Además, el mandatario denunció que fue en el Estado de México donde se inventó la práctica de los ‘moches’ que permitió a legisladores locales y federales manejar recursos a discreción.

En su conferencia de prensa matutina, el mandatario señaló que las organizaciones sociales, especialmente campesinas, solían presionar al gobierno federal para recibir recursos de programas públicos que luego repartían entre sus agremiados, luego de negociaciones poco transparentes.

"Nosotros sí vamos a negociar, la política es negociación, es diálogo; pero dinero, no. No vamos a ceder en nada. Se terminó la entregar de recursos a intermediarios”, advirtió.

En este tenor, exhortó a legisladores de todas las fuerzas políticas, pero “sobre todo a los que vienen de nuestro movimiento” a no condicionar el presupuesto de programas sociales “a cambio de que se haga una bolsa para que ellos distribuyan los recursos. Eso no le corresponde al Poder Legislativo: eso tiene que ver con el Poder Ejecutivo”.

Además, López Obrador relató que la “anomalía” que permite a miembros del Ejecutivo manejar partidas presupuestales surgió en el Estado de México hace 30 o 40 años.
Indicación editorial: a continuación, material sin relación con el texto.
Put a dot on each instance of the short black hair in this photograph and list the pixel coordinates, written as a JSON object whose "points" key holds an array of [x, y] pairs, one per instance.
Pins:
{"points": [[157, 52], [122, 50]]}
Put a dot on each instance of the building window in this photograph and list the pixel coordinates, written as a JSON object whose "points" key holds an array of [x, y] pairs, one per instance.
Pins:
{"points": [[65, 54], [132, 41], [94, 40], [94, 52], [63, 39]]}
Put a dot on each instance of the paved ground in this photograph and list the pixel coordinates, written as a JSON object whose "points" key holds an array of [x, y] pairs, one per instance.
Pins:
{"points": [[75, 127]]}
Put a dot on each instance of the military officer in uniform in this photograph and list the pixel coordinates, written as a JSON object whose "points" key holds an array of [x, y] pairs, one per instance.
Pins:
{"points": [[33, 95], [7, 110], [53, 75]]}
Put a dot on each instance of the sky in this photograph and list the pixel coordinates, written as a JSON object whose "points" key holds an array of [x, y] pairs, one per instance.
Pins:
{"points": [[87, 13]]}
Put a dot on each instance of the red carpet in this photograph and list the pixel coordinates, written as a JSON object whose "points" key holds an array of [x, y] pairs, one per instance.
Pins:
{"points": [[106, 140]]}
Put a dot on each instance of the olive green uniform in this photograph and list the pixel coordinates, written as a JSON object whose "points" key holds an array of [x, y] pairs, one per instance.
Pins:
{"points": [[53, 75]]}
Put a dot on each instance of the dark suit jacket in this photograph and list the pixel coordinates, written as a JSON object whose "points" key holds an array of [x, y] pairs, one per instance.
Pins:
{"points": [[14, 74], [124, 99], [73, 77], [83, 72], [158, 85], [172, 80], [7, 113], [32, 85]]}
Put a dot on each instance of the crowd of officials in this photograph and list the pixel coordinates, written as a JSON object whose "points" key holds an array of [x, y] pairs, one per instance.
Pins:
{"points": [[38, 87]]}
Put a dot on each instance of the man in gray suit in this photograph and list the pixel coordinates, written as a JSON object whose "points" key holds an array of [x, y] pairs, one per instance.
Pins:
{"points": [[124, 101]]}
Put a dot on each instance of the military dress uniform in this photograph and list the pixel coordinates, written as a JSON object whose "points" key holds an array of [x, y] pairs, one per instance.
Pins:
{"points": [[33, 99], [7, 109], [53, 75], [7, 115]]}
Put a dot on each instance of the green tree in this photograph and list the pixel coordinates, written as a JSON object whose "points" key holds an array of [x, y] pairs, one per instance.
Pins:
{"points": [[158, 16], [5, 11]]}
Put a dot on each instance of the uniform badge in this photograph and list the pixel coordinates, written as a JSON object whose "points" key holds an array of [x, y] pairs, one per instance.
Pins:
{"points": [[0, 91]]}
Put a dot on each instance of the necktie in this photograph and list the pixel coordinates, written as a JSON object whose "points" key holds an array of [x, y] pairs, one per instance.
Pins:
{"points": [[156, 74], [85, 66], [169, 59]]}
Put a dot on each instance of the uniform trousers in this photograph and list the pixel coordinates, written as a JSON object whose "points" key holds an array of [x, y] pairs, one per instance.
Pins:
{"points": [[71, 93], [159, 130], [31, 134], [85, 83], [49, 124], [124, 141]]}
“Ahí se estableció que a los legisladores les entregaban un presupuesto para la compra de materiales de construcción. Entonces, el diputado recibía toneladas de cemento, recibía ‘block’, varilla… materiales de construcción. Tenían presupuesto; el diputado, que su función es legislar. Entonces, era un moche”.

“Pero nadie imaginó que eso que sólo se daba en el Estado de México, estoy hablando de hace 3 o 4 décadas, nadie imaginó que eso se iba a trasladar al Congreso, a la Cámara de Diputados, a la Cámara de Senadores. Pues se trajo el modelo, se trasladó el modelo y a cada diputado se le asignaba un presupuesto”, lamentó.

Con dichas partidas, los diputados “manejaban presupuesto para cultura, para deporte y para construcción de calles y de banquetas”, el cual podían incluso trasladar a otras entidades federativas a cambio de una comisión, o bien entregarlo a las empresas contratistas de su preferencia.

“Un descaro. Todo eso se termina”, remató el mandatario.